Dear List,
Here I show my network topology. Maybe it seems quite typical. My
internal network is located behind an Intl/Extl Firewall which is
connected to the Internet(IN) via pppoe/ppp(8). On the other side I run
different systems, for instance a home office network, a mobile laptop,
and several customers.
+---+ +---+
| A | | B | (PC)
+-+-+ +-+-+
| | +---------+
--+-----+---| Intl FW |---(DMZ)---+
(LAN/int) +---------+ |
|
+---------------------------------------+
| +---+
| ____ | Z | (PC)
| ( ) +---+
| +---------+ pppoe/ppp(8) +-----------+ ( ) +----+ |
| | |--------------| DSL-Modem |--( )--| GW |----+-
| | | rl0/tun0 +-----------+ ( ) +----+ (HomeOffice)

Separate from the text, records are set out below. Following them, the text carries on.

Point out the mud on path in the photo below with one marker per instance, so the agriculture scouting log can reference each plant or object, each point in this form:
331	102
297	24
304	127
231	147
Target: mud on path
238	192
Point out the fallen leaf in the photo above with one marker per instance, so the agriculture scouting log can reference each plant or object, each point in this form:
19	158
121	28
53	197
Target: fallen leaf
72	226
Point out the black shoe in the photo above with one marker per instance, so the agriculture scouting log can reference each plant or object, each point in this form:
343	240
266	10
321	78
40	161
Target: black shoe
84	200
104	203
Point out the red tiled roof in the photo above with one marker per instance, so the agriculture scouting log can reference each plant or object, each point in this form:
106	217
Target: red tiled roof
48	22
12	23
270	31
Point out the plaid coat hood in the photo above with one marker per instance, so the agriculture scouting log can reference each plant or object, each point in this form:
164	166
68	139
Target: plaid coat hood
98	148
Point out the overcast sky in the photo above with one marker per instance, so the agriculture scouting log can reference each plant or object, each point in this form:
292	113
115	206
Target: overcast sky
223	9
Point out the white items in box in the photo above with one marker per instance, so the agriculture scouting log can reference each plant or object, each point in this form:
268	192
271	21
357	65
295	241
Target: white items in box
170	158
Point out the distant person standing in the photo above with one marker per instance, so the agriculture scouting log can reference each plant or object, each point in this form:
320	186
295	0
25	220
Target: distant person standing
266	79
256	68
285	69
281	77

+--| Extl FW | ( IN ) +----------+
| | pppoe/ppp(8) +-----------+ ( )--| Customer |
| |--------------| DSL-Modem |--( ) +----------+
+---------+ rl1/tun1 +-----------+ ( ) +--------+
OpenBSD 4.8 (____)--| Mobile |
+--------+
My question is about the setup of routing and packet filtering on the
External Firewall:
How can I force my Extl. FW to reply on exactly the same interface it
had been requested on? For example I am running OpenVPN(1194/UDP)
between my HomeOffice (Z=Client) and the Intl. FW(=Server). Alike I
would appretiate SSH-portforwarding from Internet to the Intl. FW.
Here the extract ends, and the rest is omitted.